On my Windows XP laptop, svchost.exe uses 1424 handles and outlook.exe uses 1333 handles. Running on the client's server, however, I found an applet associated with sending messages from the onboard SCSI card. That program had used 700,000 file handles since it had been rebooted 10 minutes before—and the file-handle count continued to climb.
I did a quick Google search on the filename of the errant program, and my results showed that many people were having problems with this file and certain motherboards. This added further evidence that we'd found the problem. Earlier, I'd told the Great Plains consultant that I suspected a memory leak. As I stared intently at Task Manager, I exclaimed, "Well, I guess we found our 'leaker'!"
1:45 p.m.: I bring the "crouching server" back to life.
The final step was to fix the rogue program so that it no longer created file handles ad infinitum. Although the server hardware was under warranty, its service level agreement (SLA) didn't cover onsite support. The server housed sensitive financial information, so moving it off site for service wasn't an option.

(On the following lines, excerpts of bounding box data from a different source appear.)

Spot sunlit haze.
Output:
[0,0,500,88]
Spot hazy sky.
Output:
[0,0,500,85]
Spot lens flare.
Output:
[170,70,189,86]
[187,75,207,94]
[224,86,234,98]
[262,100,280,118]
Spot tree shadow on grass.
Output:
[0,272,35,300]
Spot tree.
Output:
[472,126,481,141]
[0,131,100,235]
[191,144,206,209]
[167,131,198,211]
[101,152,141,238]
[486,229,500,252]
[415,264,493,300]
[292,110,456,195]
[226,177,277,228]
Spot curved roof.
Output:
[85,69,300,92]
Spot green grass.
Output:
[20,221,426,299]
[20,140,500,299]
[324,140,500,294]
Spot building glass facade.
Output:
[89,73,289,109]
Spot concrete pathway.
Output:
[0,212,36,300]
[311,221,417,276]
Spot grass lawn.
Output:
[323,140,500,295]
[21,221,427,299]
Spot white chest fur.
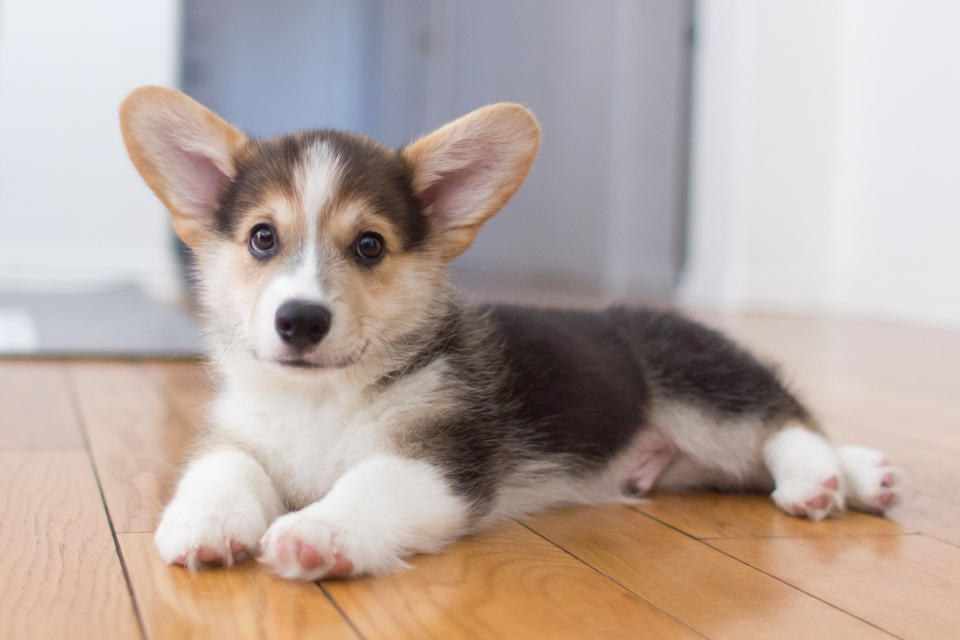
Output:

My alternative (and easier) solution was to modify the registry entries for the applet. I ran regedit, found the applet's launch areas in the registry, and made changes to the registry subkeys related to the applet (HKEY_LOCAL_MACHINE\SOFTWARE\Microsoft\Windows\CurrentVersion\Run) to prevent the applet from running when the server was rebooted.
Finally, I rebooted the server, and the problem vanished. The administrator signed my time sheet and wished me well. As I drove back to the office, I put my trusty Windows technical CD back in the player. For me, it was just another day of tracking down technical problems, dispelling customer qualms, and relearning something interesting about Windows.